TVT: What about ‘proofs-of-concept’ or ‘Science Projects’ from Rio. Any takeaway?

DM: We did spend a lot of time on 4K and HDR as we discussed, and that was pretty much a big Science Project.

We had some new remote production going on between venues and the IBC, with Lawo units that move four signals across the LAN along with MADI and data and more. This allowed us to aggregate all the material from a small venue and then move it to the IBC and back. We did this at basketball , and road cycling, the marathon and the triathlon.

We didn’t know we were going to do this, but about two weeks before Opening there was a request from production to basically do some Off Tube voiceovers with one announcer in Rio and one in Stamford. We called this a ‘collaborative off-tube,’ and it actually required quite a bit of innovation to get it to work, but it was fun and it worked really well.

TVT: You’ve been in charge of Olympic broadcast engineering for 20 years now, and been involved in Olympics even longer than that. Reflect on the challenge in 1996 vs 2016.

DM: Atlanta in 1996 was composite analog and composite digital in edit suites. We had the virtual IBC split between Atlanta and 30 Rock in New York, and only 170 hours of produced content on the network. We had every DS3 (line) AT&T had on the east coast busy. Which amounted to thirty-seven 45 Mbps DS3s, with one SD NTSC feed on each one. This equated to about 1600 Mb of bandwidth.

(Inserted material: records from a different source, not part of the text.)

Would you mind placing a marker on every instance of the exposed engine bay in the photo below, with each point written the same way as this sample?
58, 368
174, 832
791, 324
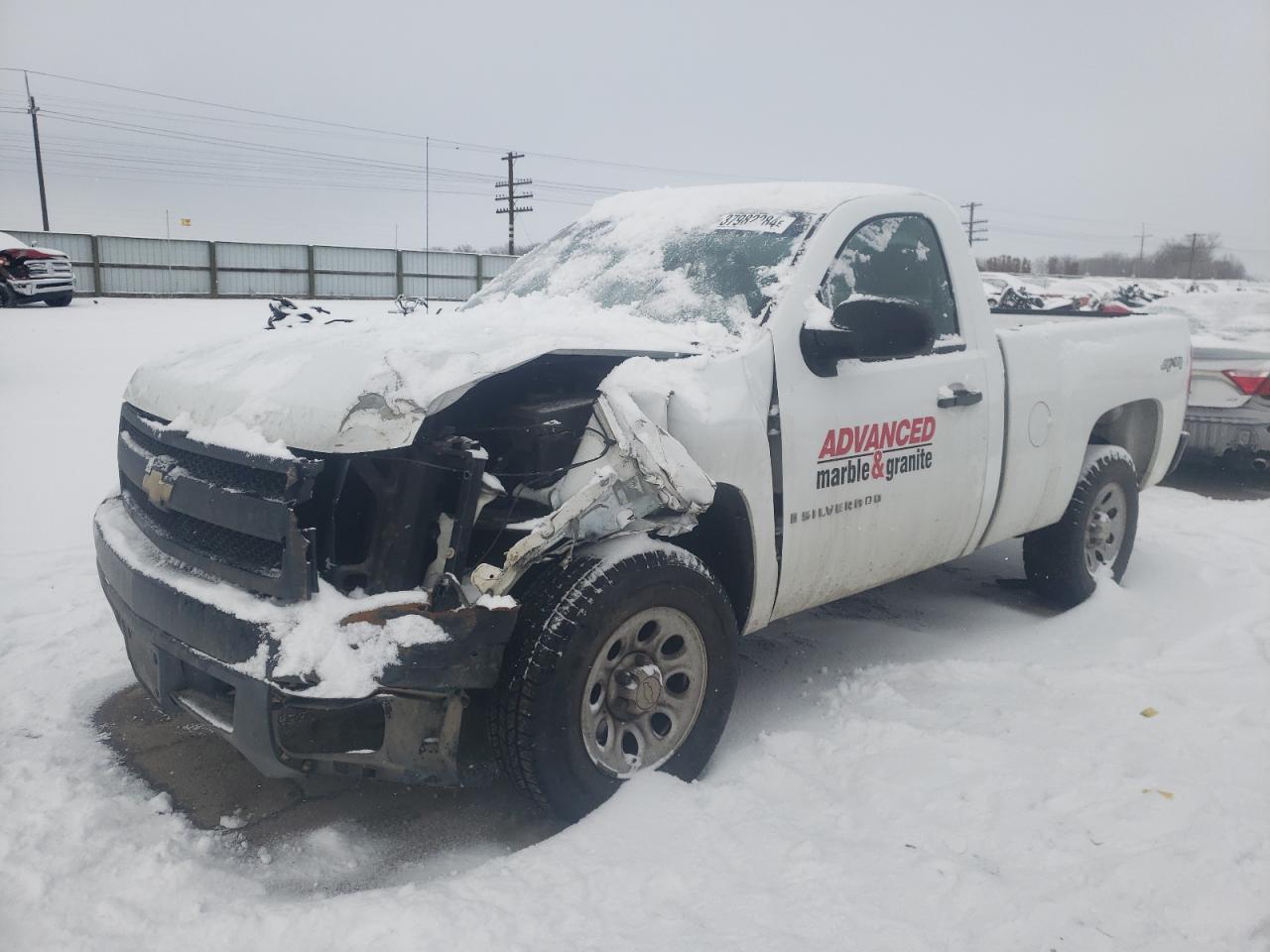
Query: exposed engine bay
530, 461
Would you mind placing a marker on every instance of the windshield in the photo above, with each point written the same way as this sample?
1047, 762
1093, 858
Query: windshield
722, 271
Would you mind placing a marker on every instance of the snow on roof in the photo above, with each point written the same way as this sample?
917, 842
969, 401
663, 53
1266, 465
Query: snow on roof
695, 203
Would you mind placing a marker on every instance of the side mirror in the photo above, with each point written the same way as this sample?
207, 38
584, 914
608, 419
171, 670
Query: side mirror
867, 329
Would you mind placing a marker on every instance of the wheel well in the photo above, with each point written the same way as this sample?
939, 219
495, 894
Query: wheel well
1135, 426
724, 540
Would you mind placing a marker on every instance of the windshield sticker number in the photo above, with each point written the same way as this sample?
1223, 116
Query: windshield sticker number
754, 221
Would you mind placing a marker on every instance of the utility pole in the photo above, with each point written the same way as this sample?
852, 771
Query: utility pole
512, 198
1142, 249
1191, 268
40, 163
974, 229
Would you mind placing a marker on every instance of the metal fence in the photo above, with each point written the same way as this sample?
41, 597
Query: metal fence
113, 266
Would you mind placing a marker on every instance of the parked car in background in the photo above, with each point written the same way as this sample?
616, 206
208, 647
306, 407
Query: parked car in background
1228, 411
30, 275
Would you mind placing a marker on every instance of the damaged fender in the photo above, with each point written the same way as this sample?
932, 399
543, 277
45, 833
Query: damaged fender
645, 481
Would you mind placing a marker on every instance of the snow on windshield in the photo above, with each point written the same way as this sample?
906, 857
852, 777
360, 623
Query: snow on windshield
668, 262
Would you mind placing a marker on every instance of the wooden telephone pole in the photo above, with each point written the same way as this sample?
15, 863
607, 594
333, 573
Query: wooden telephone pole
40, 162
512, 197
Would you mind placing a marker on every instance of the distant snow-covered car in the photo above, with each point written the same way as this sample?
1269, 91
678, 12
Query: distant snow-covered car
30, 275
1228, 409
993, 289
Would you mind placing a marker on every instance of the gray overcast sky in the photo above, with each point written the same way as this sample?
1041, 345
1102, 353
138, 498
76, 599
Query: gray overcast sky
1072, 122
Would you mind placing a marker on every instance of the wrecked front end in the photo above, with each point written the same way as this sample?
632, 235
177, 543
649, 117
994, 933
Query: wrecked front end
348, 613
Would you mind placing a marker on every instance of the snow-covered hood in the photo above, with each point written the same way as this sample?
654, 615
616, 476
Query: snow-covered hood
368, 386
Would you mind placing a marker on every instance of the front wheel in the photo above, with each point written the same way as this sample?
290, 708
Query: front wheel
622, 660
1093, 536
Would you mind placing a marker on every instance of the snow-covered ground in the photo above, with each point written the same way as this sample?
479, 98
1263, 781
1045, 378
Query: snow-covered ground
938, 765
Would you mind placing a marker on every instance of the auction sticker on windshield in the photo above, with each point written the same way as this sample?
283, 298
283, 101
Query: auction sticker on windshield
754, 221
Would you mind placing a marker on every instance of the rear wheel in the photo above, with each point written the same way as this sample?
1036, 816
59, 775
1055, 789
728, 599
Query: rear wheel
619, 664
1095, 535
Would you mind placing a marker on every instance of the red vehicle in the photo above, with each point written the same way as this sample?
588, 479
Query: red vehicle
31, 275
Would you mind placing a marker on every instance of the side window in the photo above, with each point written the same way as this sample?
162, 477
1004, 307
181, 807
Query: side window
897, 255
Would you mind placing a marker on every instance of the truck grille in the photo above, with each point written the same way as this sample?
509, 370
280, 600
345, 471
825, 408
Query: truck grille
225, 513
49, 267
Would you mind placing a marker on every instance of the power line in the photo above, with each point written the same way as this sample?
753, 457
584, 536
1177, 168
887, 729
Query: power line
40, 163
974, 230
1142, 248
512, 197
330, 123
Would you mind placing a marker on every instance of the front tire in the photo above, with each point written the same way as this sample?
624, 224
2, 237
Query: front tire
1095, 534
625, 658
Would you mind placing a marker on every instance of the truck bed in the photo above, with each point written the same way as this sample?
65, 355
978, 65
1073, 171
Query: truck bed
1067, 376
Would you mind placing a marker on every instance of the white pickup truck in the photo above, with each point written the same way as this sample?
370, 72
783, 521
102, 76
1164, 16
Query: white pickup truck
531, 532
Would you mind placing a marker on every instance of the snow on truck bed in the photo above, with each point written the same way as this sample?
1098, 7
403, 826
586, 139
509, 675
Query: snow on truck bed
937, 765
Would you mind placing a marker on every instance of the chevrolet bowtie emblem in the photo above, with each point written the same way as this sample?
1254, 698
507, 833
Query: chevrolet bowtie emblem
155, 484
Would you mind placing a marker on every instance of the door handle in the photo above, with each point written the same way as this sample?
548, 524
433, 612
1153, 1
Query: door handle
960, 397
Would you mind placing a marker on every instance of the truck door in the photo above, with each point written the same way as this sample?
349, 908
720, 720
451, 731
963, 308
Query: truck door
883, 463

Twenty years later we had 132 HD feeds, and 13 control rooms running, three in Rio and 10 back home. We did roughly 1500 hours of produced programming, along with 7000 hours of streaming.

In Atlanta, the internet was just coming to life, and none of this remote control or IP or WAN infrastructure existed. Anything remote control was done by brute force and we had to cobble that together ourselves. We had just one Cisco router that did the graphics file exchange, but the concept of a file-based workflow didn’t really exist.

Section of Broadcast Operations Center inside NBC Olympics Production Compound within the IBC in Rio de Janeiro.

In Rio we had 225 Cisco routers and switchers, obviously not all used for file-based television, but it’s 225 to 1 in Atlanta. And we had four 10 Gb circuits from Rio, which is something like 40,000 Mbps, versus the 1600Mbps in Atlanta.

In Atlanta, time was spent on things like getting all the separate analog audio and video wires in the right place, timing, equalization, hum and phase. This was mostly hardware-based, and just keeping power on was critical. In Rio time was spent on things like cleaning fibers, software configuration, IP addresses, multicasting, hitless packet merge, and viewer authentication. It was mostly software based, however keeping the power was still a challenge.

It went from keeping analog hardware ‘tweeked’ as we used to say, versus the overwhelming complexity of software and databases.

You still worry about getting the right thing to come out of the program monitor at the right time, but the way we’re doing it is so very different.